IEA Warns Global Oil Inventories Are Falling At 'Record Pace' Amid Strait Of Hormuz Crisis

Global oil markets have been hit with fresh concerns about falling inventories amid the supply losses due to the ongoing closure of the Strait of Hormuz, which has removed more than 14 million barrels per day of crude output from global supply.

Declining Inventories

Global inventories declined by another 117 million barrels in April after falling 129 million barrels in March, according to the May 2026 Oil Market Report by the International Energy Agency (IEA).

The agency said that "More than ten weeks after the war in the Middle East began, mounting supply losses from the Strait of Hormuz are depleting global oil inventories at a record pace." Total supply losses from Gulf producers topped 1 billion barrels, with more than 14 million b/d of crude output offline.

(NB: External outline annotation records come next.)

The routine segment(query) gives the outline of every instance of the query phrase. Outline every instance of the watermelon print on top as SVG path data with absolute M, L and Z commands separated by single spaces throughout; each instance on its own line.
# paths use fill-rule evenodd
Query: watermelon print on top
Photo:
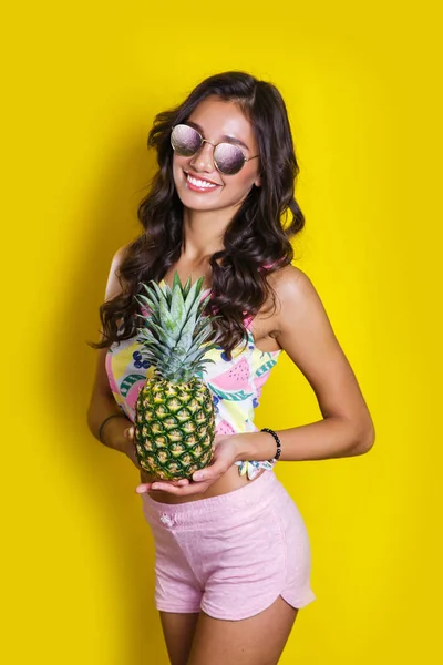
M 214 362 L 206 365 L 204 375 L 197 375 L 213 393 L 217 434 L 258 431 L 254 423 L 254 411 L 259 405 L 262 387 L 281 354 L 281 349 L 277 351 L 258 349 L 250 331 L 250 323 L 251 318 L 245 320 L 248 334 L 246 348 L 241 346 L 234 349 L 231 360 L 226 358 L 222 347 L 209 350 L 205 358 Z M 143 344 L 137 341 L 137 336 L 111 345 L 106 354 L 105 367 L 115 401 L 134 422 L 138 391 L 154 369 L 144 359 Z M 274 461 L 268 460 L 246 460 L 235 463 L 240 475 L 247 475 L 248 479 L 255 478 L 260 469 L 271 471 L 275 464 Z

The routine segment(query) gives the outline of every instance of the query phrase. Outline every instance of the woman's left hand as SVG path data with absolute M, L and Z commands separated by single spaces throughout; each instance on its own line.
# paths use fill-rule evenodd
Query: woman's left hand
M 209 467 L 196 471 L 192 482 L 187 479 L 181 480 L 156 480 L 151 483 L 140 484 L 135 491 L 138 494 L 151 490 L 162 490 L 177 497 L 199 494 L 205 492 L 209 485 L 218 480 L 238 459 L 239 437 L 236 434 L 216 434 L 214 439 L 214 459 Z

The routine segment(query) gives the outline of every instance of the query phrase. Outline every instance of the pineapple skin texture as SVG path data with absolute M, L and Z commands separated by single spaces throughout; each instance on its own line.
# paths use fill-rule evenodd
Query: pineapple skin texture
M 214 459 L 213 396 L 196 377 L 181 383 L 147 379 L 135 402 L 134 424 L 138 464 L 158 480 L 190 479 Z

IEA calls it "an unprecedented supply shock."

Disruptions linked to the Strait of Hormuz had affected oil output from Gulf countries by 14.4 million b/d below pre-war levels, offsetting higher production and exports from the Atlantic Basin.

Demand/Supply Projections

The IEA stated that oil demand is set to outpace supply by 1.8 million b/d this year.

Global oil demand is expected to decline by 420,000 barrels per day (b/d) in 2026, to 104 million barrels per day. On the other hand, global oil supply would drop by an average of 3.9 million b/d to 102.2 million b/d, assuming that the shipments from the Strait of Hormuz will gradually return from June.

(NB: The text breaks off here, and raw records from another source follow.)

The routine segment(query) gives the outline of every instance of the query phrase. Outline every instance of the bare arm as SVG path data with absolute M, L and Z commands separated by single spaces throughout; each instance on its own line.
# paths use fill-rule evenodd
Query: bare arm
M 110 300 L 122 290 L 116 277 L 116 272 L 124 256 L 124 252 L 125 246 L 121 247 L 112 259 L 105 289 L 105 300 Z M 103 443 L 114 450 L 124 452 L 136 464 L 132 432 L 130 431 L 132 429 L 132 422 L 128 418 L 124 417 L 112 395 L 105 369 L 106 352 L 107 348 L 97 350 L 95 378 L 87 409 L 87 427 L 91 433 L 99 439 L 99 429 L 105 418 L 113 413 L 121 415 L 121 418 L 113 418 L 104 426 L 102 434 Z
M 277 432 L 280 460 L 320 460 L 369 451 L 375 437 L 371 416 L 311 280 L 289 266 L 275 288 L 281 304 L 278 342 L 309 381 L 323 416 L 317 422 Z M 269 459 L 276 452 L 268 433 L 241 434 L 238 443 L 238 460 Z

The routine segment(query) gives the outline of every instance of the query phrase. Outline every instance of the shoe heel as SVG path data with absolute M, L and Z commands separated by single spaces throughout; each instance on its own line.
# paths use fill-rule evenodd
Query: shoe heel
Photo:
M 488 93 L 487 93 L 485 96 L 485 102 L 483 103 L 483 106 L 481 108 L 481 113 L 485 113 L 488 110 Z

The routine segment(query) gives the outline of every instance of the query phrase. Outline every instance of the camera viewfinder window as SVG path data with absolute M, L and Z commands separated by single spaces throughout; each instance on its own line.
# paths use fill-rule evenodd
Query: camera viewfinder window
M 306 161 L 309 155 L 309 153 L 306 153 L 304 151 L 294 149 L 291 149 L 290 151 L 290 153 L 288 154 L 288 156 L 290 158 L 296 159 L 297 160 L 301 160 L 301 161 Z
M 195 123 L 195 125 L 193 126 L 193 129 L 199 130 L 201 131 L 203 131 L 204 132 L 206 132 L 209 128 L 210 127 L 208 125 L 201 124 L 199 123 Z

Baker Hughes CFO Ahmed Moghal highlighted that the Hormuz may remain closed until the second half of 2026. This uncertainty has already led to the loss of about 10% of global oil supply and disrupted around 20% of global LNG output, marking it as the most severe oil supply disruption recorded to date.

Aramco CEO Amin Nasser warned that global energy markets could face a multi-year disruption if oil shipments through the Strait of Hormuz remain blocked.

Notably, oil output declined in April by 1.8 million b/d to 95.1 million b/d, extending total losses since February to 12.8 million barrels a day.

Demand To Take A Hit In Q2

The agency said the sharpest hit to consumption is concentrated in the second quarter, when demand is forecast to be 2.45 million barrels a day lower than a year earlier. It attributed 930,000 barrels a day of that decline to OECD economies and about 1.5 million barrels a day to non-OECD countries.